As described above, according to the structure of the active matrix type liquid crystal display element of the present invention, the pixel required for suppressing the "interference fringe" -like luminance change which is a problem in image quality. The amount of change in film thickness (margin) of the electrode could be expanded to 70 (nm). As a result, it is possible to significantly reduce the process constraint on the film thickness of the pixel electrode, which has been conventionally required to achieve the above quality problem, and to manufacture a high-quality liquid crystal display with excellent productivity. It will be possible.

[Brief description of drawings]

FIG. 1 is a cross-sectional view showing a configuration of a thin film transistor array substrate of a liquid crystal display element according to an embodiment of the present invention.

FIG. 2 is a graph showing a film thickness range in which the same “interference fringe” luminance change is not observed.
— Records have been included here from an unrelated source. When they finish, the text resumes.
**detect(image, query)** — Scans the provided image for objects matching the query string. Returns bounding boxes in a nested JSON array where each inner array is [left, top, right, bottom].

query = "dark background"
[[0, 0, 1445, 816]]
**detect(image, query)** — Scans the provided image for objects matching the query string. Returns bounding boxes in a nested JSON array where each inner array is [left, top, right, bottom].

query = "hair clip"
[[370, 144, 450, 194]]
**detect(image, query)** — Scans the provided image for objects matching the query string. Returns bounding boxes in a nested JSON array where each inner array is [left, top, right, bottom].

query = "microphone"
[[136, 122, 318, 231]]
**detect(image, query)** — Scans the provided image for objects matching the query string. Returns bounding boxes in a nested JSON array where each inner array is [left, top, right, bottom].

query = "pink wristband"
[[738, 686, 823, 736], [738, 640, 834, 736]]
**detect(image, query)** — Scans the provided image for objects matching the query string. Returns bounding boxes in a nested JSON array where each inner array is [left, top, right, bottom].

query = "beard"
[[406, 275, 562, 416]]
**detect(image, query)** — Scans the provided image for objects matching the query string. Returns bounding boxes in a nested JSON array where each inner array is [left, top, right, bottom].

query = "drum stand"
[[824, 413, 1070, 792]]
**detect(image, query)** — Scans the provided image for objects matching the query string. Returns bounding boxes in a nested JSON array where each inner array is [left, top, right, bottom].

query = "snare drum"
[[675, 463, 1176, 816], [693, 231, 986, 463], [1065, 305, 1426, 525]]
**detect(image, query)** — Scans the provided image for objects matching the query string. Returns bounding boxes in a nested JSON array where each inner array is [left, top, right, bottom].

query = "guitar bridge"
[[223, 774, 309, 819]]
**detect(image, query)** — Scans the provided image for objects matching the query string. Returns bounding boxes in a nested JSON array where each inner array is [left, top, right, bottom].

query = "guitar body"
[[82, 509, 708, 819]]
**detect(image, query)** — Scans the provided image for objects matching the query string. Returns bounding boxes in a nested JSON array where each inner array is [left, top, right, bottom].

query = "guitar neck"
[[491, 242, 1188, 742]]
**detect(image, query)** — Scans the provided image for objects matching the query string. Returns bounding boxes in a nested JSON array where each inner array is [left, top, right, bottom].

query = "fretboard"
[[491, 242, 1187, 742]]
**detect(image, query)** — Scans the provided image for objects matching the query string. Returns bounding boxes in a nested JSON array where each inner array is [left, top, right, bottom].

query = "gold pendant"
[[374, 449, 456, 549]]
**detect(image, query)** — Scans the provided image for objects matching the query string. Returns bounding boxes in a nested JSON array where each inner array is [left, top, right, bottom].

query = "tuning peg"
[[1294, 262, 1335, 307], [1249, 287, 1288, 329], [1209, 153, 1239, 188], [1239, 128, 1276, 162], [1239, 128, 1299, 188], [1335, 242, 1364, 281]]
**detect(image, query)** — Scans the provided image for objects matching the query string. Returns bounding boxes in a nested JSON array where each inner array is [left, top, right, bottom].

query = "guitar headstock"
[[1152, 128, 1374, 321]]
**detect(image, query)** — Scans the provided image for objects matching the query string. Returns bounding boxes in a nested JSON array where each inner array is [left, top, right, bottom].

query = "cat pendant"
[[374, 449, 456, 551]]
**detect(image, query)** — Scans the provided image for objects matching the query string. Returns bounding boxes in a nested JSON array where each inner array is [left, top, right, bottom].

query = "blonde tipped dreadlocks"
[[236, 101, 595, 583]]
FIG. 3 is an exploded perspective view showing a schematic configuration of a conventional active matrix type liquid crystal display element.

[Explanation of symbols]

 101 first glass substrate 102 first insulating film 103 gate electrode 104 second insulating film 105 semiconductor layer 106 source electrode 107 drain electrode 108 pixel electrode 301 light source 302 thin film transistor array substrate 303 liquid crystal layer 304 counter glass substrate 305 counter transparent electrode layer 306 filter Layer 307 Polarizing plate

Claims (2)

[Claims] 1. A pixel electrode provided corresponding to each intersection of a plurality of scanning lines (gate lines) and a plurality of signal lines (source lines),
A first glass substrate formed with at least one thin film transistor (TFT) connected to each pixel electrode, and a second glass formed by laminating a filter and a transparent electrode film corresponding to each pixel electrode. An active matrix type liquid crystal display device comprising a substrate and a liquid crystal layer sandwiched between the first and second glass substrates, the first glass substrate and a pixel electrode formed on the first glass substrate. When at least one insulating film is formed between and, the refractive index of the insulating film is n, the refractive index of the pixel electrode is n ₁ , and the refractive index of the first glass substrate is n _2. , N ₂ <n <n ₁ is satisfied, an active matrix type liquid crystal display device. 2. The active matrix type liquid crystal according to claim 1, wherein the insulating film formed between the first glass substrate and the pixel electrode has a film thickness of 50 (nm) to 150 (nm). Display element.